Sting review – historical crimes against women spill back into the present

Phoebe Ladenburg and Adelle Leonce in Sting
Captivating performances … Phoebe Ladenburg and Adelle Leonce in Sting. Photograph: Helen Murray

On the hottest day of the year, a conflagration. The Young Vic’s studio space fills with smoke as records of violence against women across the centuries are consumed by flames.

Even before the fire, Sophie Swithinbank’s urgent drama shimmers with spark and danger. Ash (an outstanding Adelle Leonce) barrels into her new job at an archive collecting historic material about women failed by justice. Ash is lairy, smart and cheeky – she bobs and bops around the files, disconcerting her boss Lily (Phoebe Ladenburg, in paisley skirt and pom-pom slippers). But the pair grow closer, through awkward silences and blurted confidences.

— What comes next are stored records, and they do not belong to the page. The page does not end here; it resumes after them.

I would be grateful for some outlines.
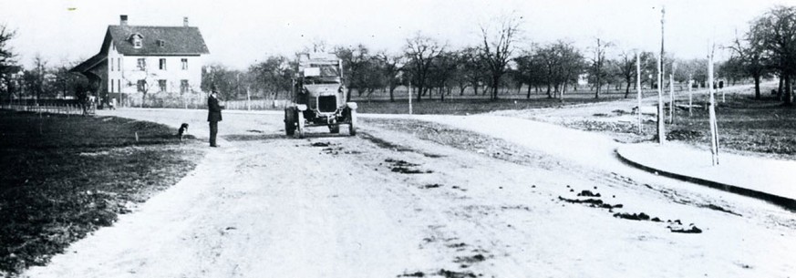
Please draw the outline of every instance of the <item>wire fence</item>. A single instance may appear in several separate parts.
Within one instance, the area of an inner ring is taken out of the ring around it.
[[[0,108],[14,111],[66,115],[94,115],[97,111],[97,106],[93,103],[84,106],[69,102],[4,103],[0,104]]]

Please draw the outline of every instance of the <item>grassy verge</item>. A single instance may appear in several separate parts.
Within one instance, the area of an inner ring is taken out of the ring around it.
[[[119,118],[0,111],[0,276],[47,263],[191,170],[203,153],[174,133]]]
[[[546,96],[534,95],[532,98],[501,98],[490,100],[485,98],[475,99],[446,99],[439,98],[423,99],[418,102],[412,99],[412,113],[420,115],[468,115],[486,113],[497,110],[522,110],[530,108],[561,108],[566,105],[594,103],[610,101],[620,98],[621,95],[612,95],[611,98],[604,97],[594,98],[594,95],[572,95],[564,99],[547,98]],[[375,114],[408,114],[409,110],[407,99],[396,100],[357,100],[359,105],[359,113]]]
[[[776,159],[796,160],[796,107],[785,107],[770,96],[754,99],[751,89],[738,94],[728,94],[721,102],[718,96],[716,108],[719,148],[722,151],[751,154]],[[763,90],[763,91],[769,91]],[[707,95],[695,96],[694,103],[708,103]],[[678,100],[687,103],[687,100]],[[700,149],[709,149],[710,127],[708,111],[701,108],[675,110],[674,124],[666,125],[667,139],[681,141]],[[594,113],[594,110],[591,113]],[[654,117],[645,117],[645,133],[637,134],[636,120],[616,120],[627,116],[628,110],[615,110],[610,105],[604,111],[592,115],[573,117],[574,119],[532,117],[551,120],[574,129],[608,133],[625,141],[644,141],[656,139],[656,123]],[[667,112],[668,113],[668,112]],[[626,118],[625,118],[626,119]]]

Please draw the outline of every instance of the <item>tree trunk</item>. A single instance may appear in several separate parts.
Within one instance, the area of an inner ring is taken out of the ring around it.
[[[625,81],[627,81],[627,86],[625,87],[625,98],[627,98],[627,96],[630,95],[630,81],[632,80],[628,78]]]
[[[760,76],[755,75],[755,99],[760,99]]]
[[[423,96],[423,86],[420,85],[420,86],[418,86],[418,102],[423,101],[423,98],[420,98],[422,96]]]
[[[782,100],[782,75],[780,75],[780,88],[777,88],[777,100]]]
[[[547,98],[553,98],[553,96],[550,95],[550,87],[551,87],[550,82],[547,82]]]
[[[790,106],[792,102],[791,100],[791,75],[790,74],[785,75],[785,91],[782,92],[781,94],[782,94],[782,98],[782,98],[783,103],[787,106]]]

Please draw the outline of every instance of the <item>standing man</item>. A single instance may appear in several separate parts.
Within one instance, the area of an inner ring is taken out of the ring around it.
[[[218,122],[222,120],[221,109],[222,106],[218,105],[218,93],[211,91],[210,97],[207,98],[207,121],[210,122],[210,147],[219,147],[215,143],[215,137],[218,134]]]

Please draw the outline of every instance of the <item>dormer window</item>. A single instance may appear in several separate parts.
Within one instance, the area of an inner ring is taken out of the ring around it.
[[[129,40],[133,44],[133,47],[140,48],[143,46],[144,36],[139,33],[135,33],[129,36]]]

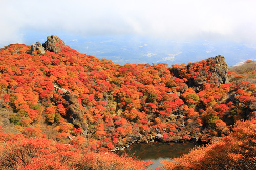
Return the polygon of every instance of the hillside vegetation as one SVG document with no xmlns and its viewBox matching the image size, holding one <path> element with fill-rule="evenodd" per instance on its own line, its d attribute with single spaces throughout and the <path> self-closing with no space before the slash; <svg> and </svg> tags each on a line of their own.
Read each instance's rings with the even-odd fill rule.
<svg viewBox="0 0 256 170">
<path fill-rule="evenodd" d="M 42 45 L 6 46 L 0 50 L 0 166 L 48 169 L 37 163 L 50 159 L 52 169 L 136 169 L 121 164 L 131 158 L 109 153 L 109 159 L 101 152 L 134 142 L 218 140 L 237 120 L 255 118 L 255 70 L 241 69 L 228 74 L 221 56 L 187 65 L 121 66 L 78 53 L 56 36 Z M 36 153 L 25 152 L 22 160 L 13 148 Z M 111 158 L 118 162 L 111 164 Z M 131 159 L 138 169 L 150 164 Z"/>
</svg>

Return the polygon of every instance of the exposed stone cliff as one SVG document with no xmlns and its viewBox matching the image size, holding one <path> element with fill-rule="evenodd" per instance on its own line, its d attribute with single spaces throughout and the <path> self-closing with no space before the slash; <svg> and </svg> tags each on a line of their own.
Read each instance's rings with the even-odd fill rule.
<svg viewBox="0 0 256 170">
<path fill-rule="evenodd" d="M 227 83 L 227 70 L 228 65 L 222 56 L 189 63 L 182 68 L 174 67 L 171 69 L 175 76 L 185 78 L 188 86 L 197 90 L 205 83 L 218 86 Z"/>
<path fill-rule="evenodd" d="M 42 46 L 46 50 L 57 53 L 63 49 L 65 46 L 65 43 L 56 35 L 52 35 L 47 37 L 47 40 L 42 44 Z"/>
</svg>

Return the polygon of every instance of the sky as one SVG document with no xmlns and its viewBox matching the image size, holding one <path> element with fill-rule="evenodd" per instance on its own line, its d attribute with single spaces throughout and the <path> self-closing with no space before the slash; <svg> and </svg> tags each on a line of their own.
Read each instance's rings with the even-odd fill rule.
<svg viewBox="0 0 256 170">
<path fill-rule="evenodd" d="M 117 64 L 255 60 L 254 0 L 0 0 L 0 48 L 66 45 Z M 177 62 L 174 63 L 174 62 Z"/>
</svg>

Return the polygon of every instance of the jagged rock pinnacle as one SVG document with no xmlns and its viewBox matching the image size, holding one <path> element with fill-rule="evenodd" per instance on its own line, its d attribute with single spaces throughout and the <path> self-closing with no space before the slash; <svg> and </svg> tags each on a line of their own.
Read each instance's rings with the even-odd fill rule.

Ash has a boyfriend, Dom (Nick Blood). He looks contained, the lines of his beard neat and rigid. He rescued Ash from a previous bad situation – pulled her up, she says, like a rope from a well – but he’s a cop, and we gradually understand how he abuses his position.

In Debbie Duru’s acute design, shelves bookend the stage, stacked high with files and storage boxes. On one side, the archive assembling a history of injustice. On the other, Ash’s possessions still packed months after moving into Dom’s flat – at some level, she knows this place isn’t home. The two sides press in and speak to each other, like a warning.

Over 100 minutes, rough sex turns cruel; care becomes control; love poisons everything it touches. Pungent old language bubbles up through the text, archaic words of sorcery and slur: demonising women is a trope that won’t die (Germaine Greer’s line, “women have very little idea of how much men hate them” may be the truest thing she ever wrote).

Sting is kin to other plays that connect misogyny past and present, such as Ava Pickett’s 1536 and The Manningtree Witches. You experience Nancy Medina’s fine production with dread knotting your stomach. Swithinbank’s structure can be deliberately frustrating – a murder investigation sputters, Ash attempts to flee but circles back to her perilous protector. Refusing a straightforward narrative feels true, but can be hard to watch.

The performances, though, are captivating: Leonce whirls with unmoored energy. Swithinbank (author of Bacon) describes her play as “a scream into the void”. “Someone,” we’re told, “needs to listen.”